Series 84 - 5. Joe Lycett makes his debut
Regular listeners will know to expect inspired nonsense, pointless revelry and Colin Sell at the piano.
Producer: Jon Naismith
A Random production for BBC Radio 4
Press play and read along
Transcript
Speaker 1 We present I'm Sorry I Haven't a Clue, the Antidote to Panel Games.
Speaker 1 At the piano is Colin Sell and your chairman is Jack Dee.
Speaker 4 Hello and welcome to I'm sorry I haven't a clue at the Royal Festival Hall. This fine concert hall was completed in 1951 as part of the Festival of Britain exhibition.
Speaker 4 Amongst the UK's brightest exports championed at the Festival of Britain was the BBC.
Speaker 4 Lord Reith, the corporation's first director general, said the purpose of the BBC was to inform, educate, give them hell and storm Parliament.
Speaker 4 Don't worry, this is the BBC. We can change that in the edit.
Speaker 4 The first British televised colour transmission was made by the BBC from the Royal Festival Hall. The transmission featured people in bright costumes to showcase the novelty of colour.
Speaker 4 Sadly, this colour technology has yet to be adapted for radio, which means listeners at home are currently unable to fully appreciate the exciting dynamism of Colin Sell's mud-coloured jumper.
Speaker 4 Who knew the British Art Foundation did Black Friday?
Speaker 4 London's South Bank has a long history.
Speaker 4 In 1016 AD, this area was besieged by Viking marauders who sailed up the Thames, looting local communities and putting many townsfolk ruthlessly to the sword on the orders of their king.

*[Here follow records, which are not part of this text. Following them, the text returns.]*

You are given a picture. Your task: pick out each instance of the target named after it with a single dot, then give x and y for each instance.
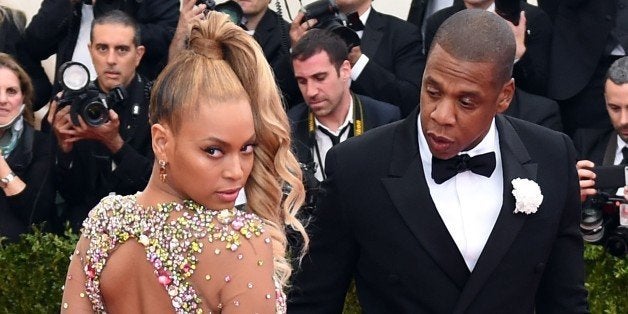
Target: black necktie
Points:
(334, 139)
(445, 169)
(624, 152)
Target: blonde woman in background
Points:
(179, 246)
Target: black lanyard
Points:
(358, 128)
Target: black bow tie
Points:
(354, 22)
(445, 169)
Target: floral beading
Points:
(171, 246)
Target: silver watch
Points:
(6, 180)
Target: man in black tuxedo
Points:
(534, 39)
(605, 147)
(588, 36)
(331, 112)
(417, 240)
(271, 32)
(388, 64)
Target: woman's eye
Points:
(248, 148)
(213, 151)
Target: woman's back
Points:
(174, 257)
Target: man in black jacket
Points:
(388, 64)
(114, 156)
(62, 27)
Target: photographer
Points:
(388, 64)
(62, 27)
(115, 154)
(605, 148)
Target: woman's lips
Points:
(229, 195)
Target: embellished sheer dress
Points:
(175, 258)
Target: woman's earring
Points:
(162, 170)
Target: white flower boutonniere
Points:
(527, 194)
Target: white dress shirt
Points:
(618, 158)
(468, 203)
(81, 51)
(324, 144)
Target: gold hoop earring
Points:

Speaker 4 He was called Canut the Great, at least he was in the chronicles of Anglo-Saxon historian Ethelston the Dyslexic.

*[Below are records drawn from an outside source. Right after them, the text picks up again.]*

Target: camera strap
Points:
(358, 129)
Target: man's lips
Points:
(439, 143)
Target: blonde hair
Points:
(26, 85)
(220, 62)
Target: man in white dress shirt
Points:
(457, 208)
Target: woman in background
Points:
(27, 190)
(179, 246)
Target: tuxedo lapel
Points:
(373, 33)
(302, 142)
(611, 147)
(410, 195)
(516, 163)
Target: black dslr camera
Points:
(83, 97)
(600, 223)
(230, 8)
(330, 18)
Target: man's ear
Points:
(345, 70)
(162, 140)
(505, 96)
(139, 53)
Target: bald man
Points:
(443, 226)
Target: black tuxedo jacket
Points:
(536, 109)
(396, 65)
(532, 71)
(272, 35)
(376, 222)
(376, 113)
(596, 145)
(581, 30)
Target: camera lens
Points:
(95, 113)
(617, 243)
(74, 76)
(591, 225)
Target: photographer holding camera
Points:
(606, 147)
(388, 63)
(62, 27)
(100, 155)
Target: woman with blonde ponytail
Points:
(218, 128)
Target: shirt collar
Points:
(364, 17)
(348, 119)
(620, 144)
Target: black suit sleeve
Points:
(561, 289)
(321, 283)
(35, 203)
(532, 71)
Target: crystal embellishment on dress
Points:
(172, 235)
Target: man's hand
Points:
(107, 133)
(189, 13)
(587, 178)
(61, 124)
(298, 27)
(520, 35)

Speaker 4 From medieval times until the 17th century, the Bishop of Winchester owned numerous licensed brothels along the south bank.
Speaker 4 Under the bishop's ownership, prostitutes were known as Winchester geese, and contracting a venereal disease was commonly referred to as being bitten by a Winchester goose.
Speaker 4 Of course, you're very unlikely to be bitten by a Winchester goose in London today, though I do hear that on parts of Hampstead Heath, it's not uncommon to be goosed by a London bishop.
Speaker 4 Close by here is the famous Waterloo Station, which was the London terminus of the Eurostar service before it was moved to St Pancras.
Speaker 4 In fact, when the Channel Tunnel opened in 1994, the British government arranged a special inaugural journey from Paris to London.
Speaker 4 After President Mitterrand was first greeted at Waterloo Station before being driven via Trafalgar Square, he began to suspect someone was trying to make a point
Speaker 4 as he sat down to lunch at the Surrender Monkey Bistro.
Speaker 4 When Waterloo Station opened in 1848, the first train to depart travelled at a top speed of 15 miles per hour, a record that still stands to this day.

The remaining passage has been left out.